Ex-HSBC FX Trader Scott Begins Last-Gasp Extradition Fight

(Bloomberg) -- The former head of currency trading at HSBC Holdings Plc began a last-gasp attempt to fight extradition to the U.S. and a likely trial to face wire-fraud charges.

Stuart Scott was charged, along with his ex-boss Mark Johnson, by the U.S. Justice Department in July 2016 with front-running a $3.5 billion currency order from Cairn Energy Plc in 2011 that made the bank $8 million. A London judge ordered his extradition in October.

Ex-HSBC FX Trader Scott Begins Last-Gasp Extradition Fight

Johnson was found guilty by a New York jury last year and sentenced to two years in prison, becoming the first person convicted in a global crackdown on currency rigging. Scott was originally granted permission to appeal on a narrow legal point, but has renewed the challenge claiming that new evidence has come to light, according to documents prepared by the U.S. for a hearing Wednesday.
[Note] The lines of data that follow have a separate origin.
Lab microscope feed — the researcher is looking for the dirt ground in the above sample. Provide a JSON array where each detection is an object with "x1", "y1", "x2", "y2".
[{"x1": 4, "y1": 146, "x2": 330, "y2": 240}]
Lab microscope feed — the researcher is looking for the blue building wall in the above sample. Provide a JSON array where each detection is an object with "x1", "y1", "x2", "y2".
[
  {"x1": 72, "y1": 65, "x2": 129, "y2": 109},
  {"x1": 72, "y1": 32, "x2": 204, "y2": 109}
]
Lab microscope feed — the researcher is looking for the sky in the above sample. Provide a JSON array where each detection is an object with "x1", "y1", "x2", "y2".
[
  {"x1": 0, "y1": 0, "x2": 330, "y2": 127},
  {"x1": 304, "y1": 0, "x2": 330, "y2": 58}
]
Lawyers for Scott argued that the wire-fraud charges aren’t a crime in England, which means he shouldn’t be be sent to the U.S. under existing extradition treaties.

Scott’s lawyers said in court documents that there was an “absence of any good reason why this case is being tried in the United States rather than the U.K.,” as Scott and any witnesses would be in Britain.

While Johnson was initially deemed a flight risk and incarcerated until his sentencing in April, a U.S. judge allowed him to be released last month and allowed to return home to U.K. during his appeal.

Lawyers for the government of the U.S. said in documents that there was no new evidence in the case, and that Scott’s arguments should be raised during a trial rather than in an extradition hearing.